Tunji-Ojo said. “If one leg is weak, the entire structure is threatened.”
For the Interior Minister, the message was clear: Nigerians care less about which ministry controls what, and more about whether they are safe.
He warned against rivalry and territorialism among security institutions, arguing that performance, not bureaucratic boundaries must define the nation’s security response.
Border security emerged as a central theme of the talks.
Tunji-Ojo stressed that no country can guarantee the safety of its citizens without firm control of its borders, pointing to the strategic role of the Nigerian Immigration Service in managing cross-border threats, illegal migration and transnational crime.
He also clarified the mandate of the Nigeria Security and Civil Defence Corps (NSCDC), pushing back against perceptions that it is a “Police Version 2.0.”
Instead, he said, the corps is a specialised agency charged with protecting critical national assets, including schools, oil and gas infrastructure, solid minerals, telecommunications and power facilities.

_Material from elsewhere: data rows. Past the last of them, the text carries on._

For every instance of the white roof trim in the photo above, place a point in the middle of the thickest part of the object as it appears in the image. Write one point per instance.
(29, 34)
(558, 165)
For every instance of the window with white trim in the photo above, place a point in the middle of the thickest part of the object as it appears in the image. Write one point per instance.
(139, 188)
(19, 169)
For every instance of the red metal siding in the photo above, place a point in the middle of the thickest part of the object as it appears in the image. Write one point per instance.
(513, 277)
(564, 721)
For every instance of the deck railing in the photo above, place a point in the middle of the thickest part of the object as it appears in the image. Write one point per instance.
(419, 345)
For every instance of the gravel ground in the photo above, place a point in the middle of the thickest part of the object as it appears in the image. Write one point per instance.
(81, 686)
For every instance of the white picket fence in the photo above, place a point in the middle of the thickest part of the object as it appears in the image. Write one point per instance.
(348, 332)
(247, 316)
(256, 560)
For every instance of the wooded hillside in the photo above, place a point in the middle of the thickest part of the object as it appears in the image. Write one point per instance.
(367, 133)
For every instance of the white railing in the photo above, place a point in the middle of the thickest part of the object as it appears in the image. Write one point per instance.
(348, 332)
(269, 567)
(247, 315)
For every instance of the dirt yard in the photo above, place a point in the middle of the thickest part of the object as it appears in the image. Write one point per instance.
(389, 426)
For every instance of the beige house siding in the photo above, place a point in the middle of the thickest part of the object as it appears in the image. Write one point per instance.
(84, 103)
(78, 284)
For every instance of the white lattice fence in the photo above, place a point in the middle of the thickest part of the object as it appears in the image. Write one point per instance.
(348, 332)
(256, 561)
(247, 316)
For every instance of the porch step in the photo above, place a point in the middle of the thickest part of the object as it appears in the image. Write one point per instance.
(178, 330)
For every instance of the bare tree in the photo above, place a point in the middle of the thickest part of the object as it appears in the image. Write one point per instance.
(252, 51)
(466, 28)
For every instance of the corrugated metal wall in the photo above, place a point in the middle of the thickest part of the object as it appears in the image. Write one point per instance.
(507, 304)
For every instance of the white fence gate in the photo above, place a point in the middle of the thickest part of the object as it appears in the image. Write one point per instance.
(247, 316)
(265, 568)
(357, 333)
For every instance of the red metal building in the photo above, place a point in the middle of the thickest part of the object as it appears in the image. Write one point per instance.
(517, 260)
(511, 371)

Attacks on these assets, Tunji-Ojo warned, amount to economic terrorism.
“Protecting them requires military-grade training and close cooperation with the armed forces,” he said, underscoring why deeper Defence–Interior collaboration is no longer optional.
The Interior Minister also commended senior officials, agency heads and directors across both ministries for what he described as their often-unseen contributions to national stability, noting that effective security is built as much in coordination rooms as it is on the field.
Responding, Defence Minister Christopher Musa praised Tunji-Ojo’s reform drive across Interior agencies, including the Immigration Service, NSCDC, Nigerian Correctional Service and Federal Fire Service, describing his leadership as impactful and results-oriented.
But Musa’s central argument was strategic.
The distinction between internal and external security, he said, has been eroded by asymmetric threats such as terrorism, insurgency, banditry and cross-border criminal networks.
“The two ministries are two sides of the same national security coin,” Musa said. “No single agency or ministry can address these challenges in isolation.”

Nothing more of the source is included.